Chicago fire chief defends delaying switch to digital radios
After exhaustive testing, Fire Commissioner Robert Hoff said he is still not convinced about the reliability of the digital frequencies or the number of transmitters
By Fran Spielman
The Chicago Sun-Times
CHICAGO — Chicago Fire Commissioner Robert Hoff on Friday defended his decision to delay the switch to 5,000 digital radios — even after a federal report blamed a shortage of radios, in part, for the death of two firefighters at an abandoned laundry last winter.
The Motorola radios were purchased in 2006 — under a $23 million no-bid contract — to prevent communications breakdowns like the one that contributed heavily to six deaths at an October 2003 high-rise fire at 69 W. Washington.
Five years later, the Chicago Fire Department is using only some of the radios and only in an analog-mode.

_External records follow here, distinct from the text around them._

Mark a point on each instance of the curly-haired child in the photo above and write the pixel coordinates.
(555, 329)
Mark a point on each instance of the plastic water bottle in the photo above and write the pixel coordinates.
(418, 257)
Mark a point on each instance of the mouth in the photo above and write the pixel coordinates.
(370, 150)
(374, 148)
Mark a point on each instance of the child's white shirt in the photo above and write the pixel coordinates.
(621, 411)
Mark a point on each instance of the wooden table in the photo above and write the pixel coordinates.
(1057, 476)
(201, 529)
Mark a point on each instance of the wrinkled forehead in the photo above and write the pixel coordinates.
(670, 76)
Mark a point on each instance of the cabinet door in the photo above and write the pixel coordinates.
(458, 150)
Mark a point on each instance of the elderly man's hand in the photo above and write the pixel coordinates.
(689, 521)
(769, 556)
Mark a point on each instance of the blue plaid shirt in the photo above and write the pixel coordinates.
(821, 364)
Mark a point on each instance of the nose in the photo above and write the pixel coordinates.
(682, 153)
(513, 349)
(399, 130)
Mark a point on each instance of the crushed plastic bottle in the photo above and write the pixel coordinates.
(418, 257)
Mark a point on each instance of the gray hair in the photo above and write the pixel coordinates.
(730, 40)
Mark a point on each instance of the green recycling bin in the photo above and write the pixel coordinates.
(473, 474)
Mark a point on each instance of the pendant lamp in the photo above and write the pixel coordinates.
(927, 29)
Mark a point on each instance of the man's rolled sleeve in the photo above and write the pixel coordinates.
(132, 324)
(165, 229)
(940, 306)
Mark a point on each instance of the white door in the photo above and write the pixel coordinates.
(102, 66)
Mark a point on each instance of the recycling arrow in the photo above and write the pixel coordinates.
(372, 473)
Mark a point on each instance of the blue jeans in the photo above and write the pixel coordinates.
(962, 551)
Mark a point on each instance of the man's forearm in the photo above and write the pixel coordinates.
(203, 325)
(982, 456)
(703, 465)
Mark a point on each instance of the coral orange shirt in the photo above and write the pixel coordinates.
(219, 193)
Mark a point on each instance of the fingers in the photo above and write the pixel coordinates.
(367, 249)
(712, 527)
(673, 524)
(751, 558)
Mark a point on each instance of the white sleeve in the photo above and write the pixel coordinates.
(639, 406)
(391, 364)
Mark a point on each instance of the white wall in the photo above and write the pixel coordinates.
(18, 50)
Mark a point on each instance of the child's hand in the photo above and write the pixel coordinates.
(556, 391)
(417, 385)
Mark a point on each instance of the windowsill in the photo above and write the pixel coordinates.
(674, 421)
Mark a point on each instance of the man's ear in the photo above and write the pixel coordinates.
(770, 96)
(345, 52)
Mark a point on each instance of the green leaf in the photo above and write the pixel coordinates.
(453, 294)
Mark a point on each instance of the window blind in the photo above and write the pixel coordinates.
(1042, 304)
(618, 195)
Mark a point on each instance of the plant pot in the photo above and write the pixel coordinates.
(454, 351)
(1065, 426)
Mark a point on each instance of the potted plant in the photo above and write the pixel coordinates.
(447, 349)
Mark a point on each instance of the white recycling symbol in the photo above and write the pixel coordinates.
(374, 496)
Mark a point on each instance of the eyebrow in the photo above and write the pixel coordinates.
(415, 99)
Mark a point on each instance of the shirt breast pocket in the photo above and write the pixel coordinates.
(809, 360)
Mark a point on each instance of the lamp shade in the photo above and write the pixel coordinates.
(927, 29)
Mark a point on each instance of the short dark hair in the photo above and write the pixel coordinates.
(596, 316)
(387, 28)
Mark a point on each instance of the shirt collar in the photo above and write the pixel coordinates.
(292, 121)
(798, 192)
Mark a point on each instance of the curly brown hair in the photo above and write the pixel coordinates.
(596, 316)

After exhaustive testing, Hoff said he is still not convinced about the reliability of the digital frequencies or the number of transmitters.
"In a hazardous environment wearing a breathing device inside a building, digital frequencies come in garbled and broken up in some cases. It was not reliable," Hoff said Friday.
"Is it safe for us to just throw the radios out there when we haven't tested 'em to make sure they're safe?"
Gary Schenkel, executive director of the city's Office of Emergency Management and Communications, said he expects to launch a "pilot transition" to the new digital system this fall and complete the switch next year, giving every firefighter a radio.
"This is not a commercial, off-the-shelf product we can just hand to firefighters and expect it to work. It takes a tremendous amount of work to create, test and validate a system that will work in a deep, urban environment," Schenkel said.
On Dec. 22, 2010, firefighters Corey Ankum, 34, and Edward Stringer, 47 were killed — and 15 other firefighters were injured — when the truss roof collapsed at a burning abandoned laundry at 1744 E. 75th Street.
In its report, the National Institute for Occupational Safety and Health noted that only five of the 13 firefighters inside the laundry at the time of the collapse were carrying radios. And only one of those five firefighters reported having used the radio to issue a mayday call.
The federal report recommended that every Chicago firefighter be equipped with a radio and trained on its proper use.
On Friday, Hoff insisted that additional radios would not have saved Ankum and Stringer.